ABC Limited is a public company listed on a stock exchange, and is a reputed company in the market. The market value of ABC limited is Rs.10000 million. Promoters of the company hold 60 % of the total holding. Total equity shares of the company are 100 million shares of Rs. 10 each. Promoters hold 60 million shares with a value of Rs.600 million. The company is performing very well, and the inflow of the company is increasing day by day. As a company is growing rapidly, the promoters are thinking about diversification. They want to acquire new business, and for acquiring new business, they require funding of Rs. 5000 million. Non-current assets of a company are already used as security for an existing loan. Still, they can give Rs. 3000 million of funding for their non-current assets (i.e., building, plant, and machinery) as security means a loan of Rs. Three thousand million will be secured on non-current assets. The company's cash credit is already secured on currents assets (like debtor and stock).

As a company is healthy and growing and expects good inflow and performance from a new business, promoters are willing to secure a loan of Rs. Two thousand million by pledging their shareholding. It means promoters give their shareholding as collateral security for Rs. 2000 million loans. For Rs. Two thousand million loan promoters have to give the bank 3000 million worth of shareholding as collateral security. It means promoters of the company will give 30 million shares having a market value of 3000 million at the date when shares are given as security to the bank. The bank is ready to give a 67% amount as a loan of collateral security.

Conclusion

Promoters can pledge their shares to get funds for business or personal requirements. The company considers this method a last resort for availing funds from lenders. The company doesn't prefer to give shares for security because that can affect the company's goodwill. The company keeps this as the last option for funding. First, they prefer-current and current assets to give as security for raising funds, and if all the assets are already given as security to a bank or financial institution, then they try to get the unsecured loan based on business and their goodwill.

But if the company is healthy, growing, and expecting good inflow in the foreseeable future and is in a condition of repaying the loan installments timely. It can raise funds by giving shares as collateral security against the loan amount.

Frequently Asked Questions (FAQs)

1. What are the benefits of pledged shares?

Pledged shares offer a range of advantages, including the ability for shareholders and promoters to access capital without divesting their ownership interests. This grants them the liquidity needed for personal or business needs while retaining control over the company's operations. The practice also facilitates financing at lower interest rates than unsecured loans, leading to potential cost savings.

2. What are the risks associated with pledged shares?

Pledging shares carries inherent risks. Chief among these is the exposure to price volatility.

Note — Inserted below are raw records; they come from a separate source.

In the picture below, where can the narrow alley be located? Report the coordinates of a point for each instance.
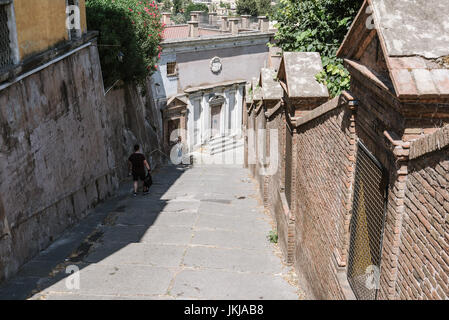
(200, 234)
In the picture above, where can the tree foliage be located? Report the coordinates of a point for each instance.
(318, 26)
(130, 34)
(177, 6)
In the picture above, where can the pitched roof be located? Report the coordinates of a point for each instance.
(298, 71)
(181, 31)
(176, 32)
(413, 34)
(271, 88)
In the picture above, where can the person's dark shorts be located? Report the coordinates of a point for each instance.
(138, 176)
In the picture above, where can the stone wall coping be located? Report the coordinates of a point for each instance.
(211, 86)
(433, 142)
(317, 112)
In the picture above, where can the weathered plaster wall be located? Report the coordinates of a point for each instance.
(63, 148)
(239, 63)
(41, 24)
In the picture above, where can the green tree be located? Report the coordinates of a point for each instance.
(128, 43)
(247, 7)
(318, 26)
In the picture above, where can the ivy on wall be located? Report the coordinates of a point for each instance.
(129, 39)
(318, 26)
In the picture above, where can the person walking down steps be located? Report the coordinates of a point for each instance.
(137, 164)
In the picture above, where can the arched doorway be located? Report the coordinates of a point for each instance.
(216, 104)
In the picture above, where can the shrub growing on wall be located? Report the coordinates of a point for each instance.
(318, 26)
(130, 34)
(254, 7)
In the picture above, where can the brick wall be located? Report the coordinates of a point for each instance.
(423, 266)
(322, 147)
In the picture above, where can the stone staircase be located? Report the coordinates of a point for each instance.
(220, 150)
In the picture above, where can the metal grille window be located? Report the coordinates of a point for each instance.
(6, 57)
(367, 225)
(288, 165)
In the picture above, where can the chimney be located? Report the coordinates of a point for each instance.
(234, 22)
(166, 18)
(245, 21)
(264, 23)
(212, 18)
(193, 29)
(224, 24)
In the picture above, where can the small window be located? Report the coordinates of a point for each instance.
(171, 69)
(6, 52)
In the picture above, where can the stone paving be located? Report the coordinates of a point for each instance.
(200, 234)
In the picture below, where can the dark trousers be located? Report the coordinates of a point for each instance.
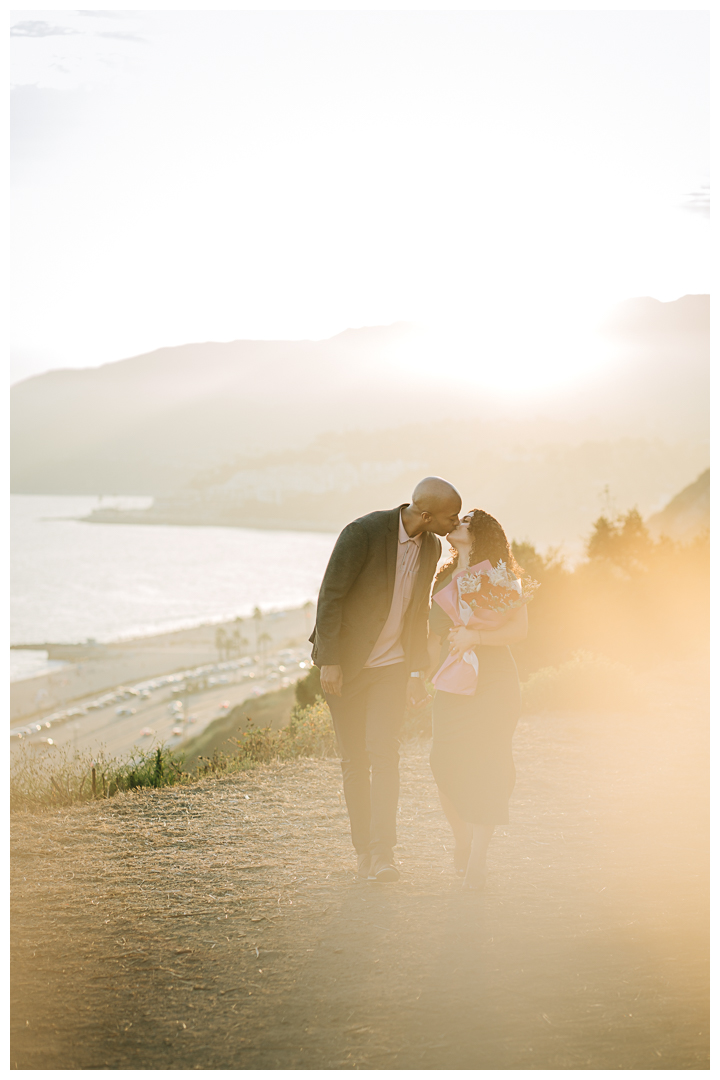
(367, 720)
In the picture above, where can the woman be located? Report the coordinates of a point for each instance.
(472, 758)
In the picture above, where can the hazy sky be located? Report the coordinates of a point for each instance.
(190, 176)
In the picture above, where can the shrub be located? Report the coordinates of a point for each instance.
(62, 777)
(586, 682)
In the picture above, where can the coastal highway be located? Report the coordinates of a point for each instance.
(148, 714)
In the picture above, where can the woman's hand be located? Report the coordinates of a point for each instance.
(330, 679)
(461, 639)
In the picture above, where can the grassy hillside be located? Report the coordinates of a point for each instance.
(271, 710)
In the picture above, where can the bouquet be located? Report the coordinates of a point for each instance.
(493, 589)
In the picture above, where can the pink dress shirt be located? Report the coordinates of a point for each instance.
(389, 648)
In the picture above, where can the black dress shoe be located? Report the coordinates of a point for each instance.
(383, 869)
(461, 858)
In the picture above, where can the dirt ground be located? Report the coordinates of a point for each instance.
(221, 926)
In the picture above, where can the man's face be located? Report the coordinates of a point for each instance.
(446, 517)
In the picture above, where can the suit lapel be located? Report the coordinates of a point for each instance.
(391, 550)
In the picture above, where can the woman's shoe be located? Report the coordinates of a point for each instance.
(475, 882)
(460, 858)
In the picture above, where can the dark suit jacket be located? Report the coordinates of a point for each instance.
(357, 590)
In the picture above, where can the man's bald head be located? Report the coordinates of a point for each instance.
(435, 505)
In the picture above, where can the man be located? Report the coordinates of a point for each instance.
(370, 637)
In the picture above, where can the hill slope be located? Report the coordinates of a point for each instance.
(147, 424)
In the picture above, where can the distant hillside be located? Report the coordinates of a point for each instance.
(688, 514)
(192, 418)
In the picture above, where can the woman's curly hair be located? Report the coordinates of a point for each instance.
(489, 541)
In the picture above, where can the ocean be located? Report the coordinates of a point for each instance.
(71, 581)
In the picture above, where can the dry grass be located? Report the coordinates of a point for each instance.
(220, 925)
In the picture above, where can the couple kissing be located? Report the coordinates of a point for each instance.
(378, 638)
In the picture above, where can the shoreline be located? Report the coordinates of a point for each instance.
(217, 518)
(95, 667)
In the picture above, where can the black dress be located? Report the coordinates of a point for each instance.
(472, 755)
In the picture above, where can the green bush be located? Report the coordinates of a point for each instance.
(586, 682)
(62, 777)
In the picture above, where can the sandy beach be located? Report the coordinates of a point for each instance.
(44, 702)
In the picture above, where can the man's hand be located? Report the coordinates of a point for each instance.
(330, 679)
(461, 639)
(417, 694)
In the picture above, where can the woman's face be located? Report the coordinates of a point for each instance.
(461, 535)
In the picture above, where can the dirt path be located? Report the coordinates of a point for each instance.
(221, 926)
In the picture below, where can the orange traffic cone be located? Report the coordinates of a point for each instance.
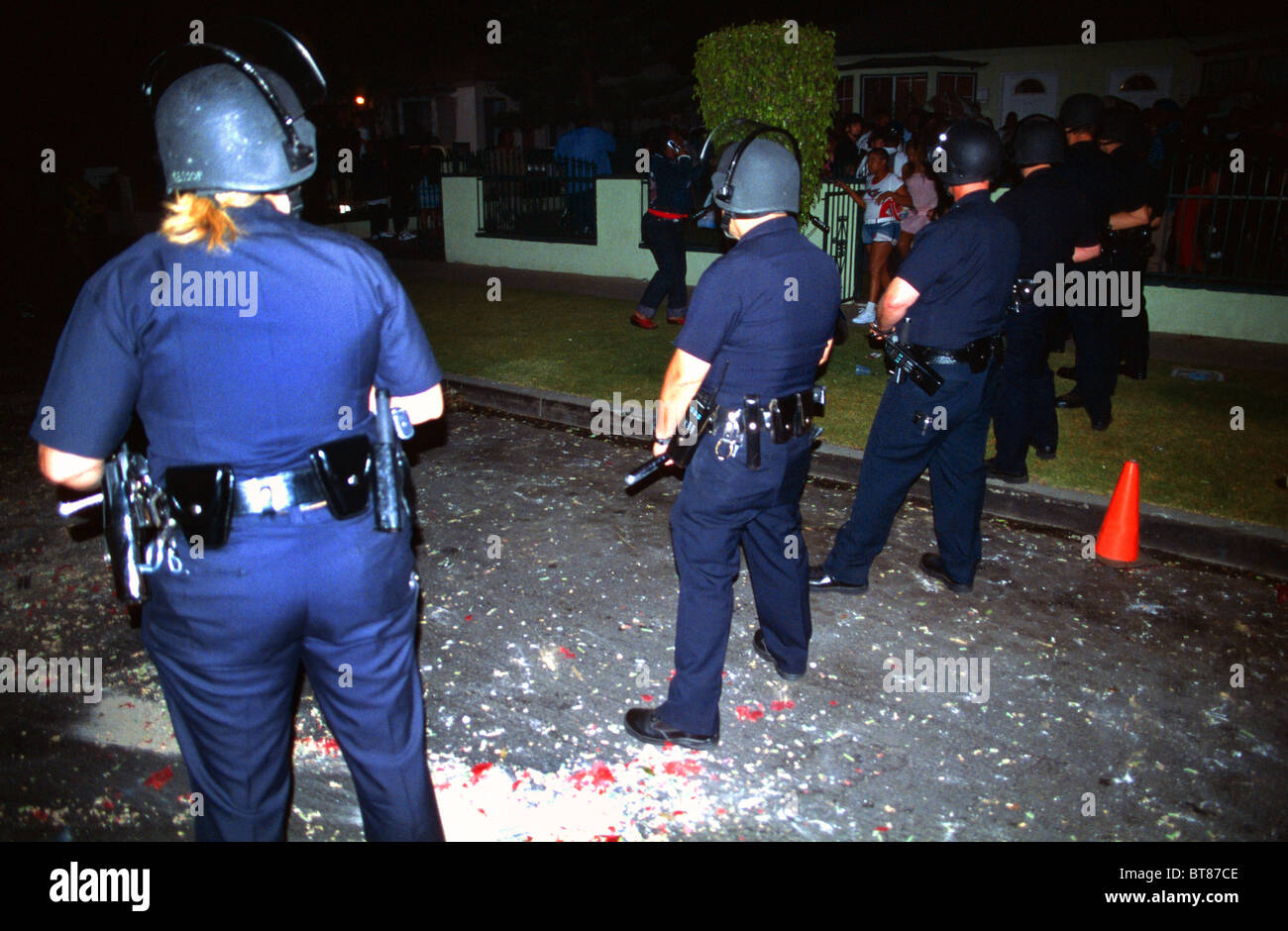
(1119, 541)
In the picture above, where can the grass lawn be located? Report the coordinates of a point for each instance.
(1179, 430)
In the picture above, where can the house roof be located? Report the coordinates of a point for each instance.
(909, 62)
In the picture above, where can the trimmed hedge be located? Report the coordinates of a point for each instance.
(756, 72)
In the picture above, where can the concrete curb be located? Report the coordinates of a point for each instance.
(1253, 548)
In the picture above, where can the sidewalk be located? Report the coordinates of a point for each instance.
(1190, 352)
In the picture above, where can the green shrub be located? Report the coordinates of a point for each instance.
(755, 72)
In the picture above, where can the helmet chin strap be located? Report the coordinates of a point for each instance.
(725, 219)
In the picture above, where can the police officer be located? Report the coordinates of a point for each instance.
(1056, 228)
(1095, 329)
(949, 297)
(252, 387)
(760, 325)
(1129, 226)
(673, 171)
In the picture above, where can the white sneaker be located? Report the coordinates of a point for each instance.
(868, 314)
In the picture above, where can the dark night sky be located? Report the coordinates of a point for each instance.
(77, 65)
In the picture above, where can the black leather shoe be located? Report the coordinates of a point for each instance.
(819, 579)
(932, 565)
(759, 643)
(1014, 478)
(645, 725)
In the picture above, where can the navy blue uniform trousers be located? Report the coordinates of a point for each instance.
(1024, 402)
(228, 635)
(720, 507)
(898, 451)
(665, 239)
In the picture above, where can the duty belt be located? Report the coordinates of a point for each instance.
(275, 493)
(1021, 292)
(977, 355)
(782, 419)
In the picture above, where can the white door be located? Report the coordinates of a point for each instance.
(1140, 85)
(1029, 91)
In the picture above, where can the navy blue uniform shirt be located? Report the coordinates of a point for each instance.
(763, 313)
(964, 266)
(673, 183)
(253, 380)
(1052, 217)
(1094, 174)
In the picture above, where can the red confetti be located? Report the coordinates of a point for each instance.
(747, 713)
(160, 777)
(601, 775)
(682, 768)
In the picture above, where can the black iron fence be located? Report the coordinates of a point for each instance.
(1224, 226)
(531, 193)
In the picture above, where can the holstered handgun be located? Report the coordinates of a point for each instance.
(390, 470)
(903, 364)
(684, 443)
(138, 526)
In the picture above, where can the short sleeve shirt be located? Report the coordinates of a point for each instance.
(763, 313)
(249, 357)
(962, 266)
(1052, 218)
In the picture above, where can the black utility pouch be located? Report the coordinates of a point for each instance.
(344, 468)
(201, 500)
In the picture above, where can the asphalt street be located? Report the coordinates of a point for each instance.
(1103, 703)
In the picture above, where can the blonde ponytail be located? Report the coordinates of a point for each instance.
(197, 217)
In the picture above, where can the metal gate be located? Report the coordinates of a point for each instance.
(842, 219)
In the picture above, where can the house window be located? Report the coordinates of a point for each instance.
(960, 82)
(894, 94)
(1220, 77)
(1137, 82)
(845, 95)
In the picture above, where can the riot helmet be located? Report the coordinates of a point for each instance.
(227, 121)
(1081, 111)
(971, 153)
(756, 175)
(1119, 125)
(1038, 141)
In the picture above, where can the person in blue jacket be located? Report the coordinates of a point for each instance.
(246, 340)
(673, 170)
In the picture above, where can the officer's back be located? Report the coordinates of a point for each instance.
(777, 294)
(283, 365)
(964, 266)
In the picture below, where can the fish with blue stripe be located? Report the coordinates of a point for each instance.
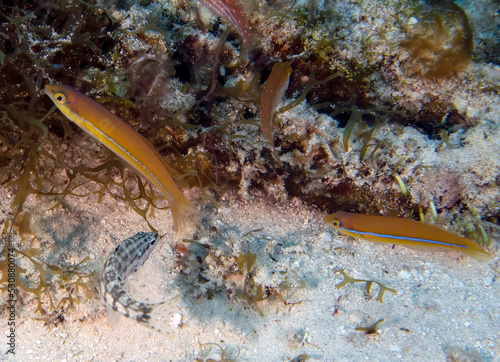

If the stock's value drops significantly, the pledged shares may no longer adequately cover the loan amount, possibly triggering margin calls or enforced selling. Furthermore, the loss of control over the pledged shares and the potential negative perception among investors could adversely affect the company's reputation and market value.

3. Are pledged shares eligible for buyback?

Yes, pledged shares are eligible for buyback, but the process can be complex. If a company wishes to buy back pledged shares, it must coordinate with the lender to ensure proper transfer of ownership. Additionally, the terms of the loan agreement and any legal restrictions must be considered before initiating a buyback of pledged shares.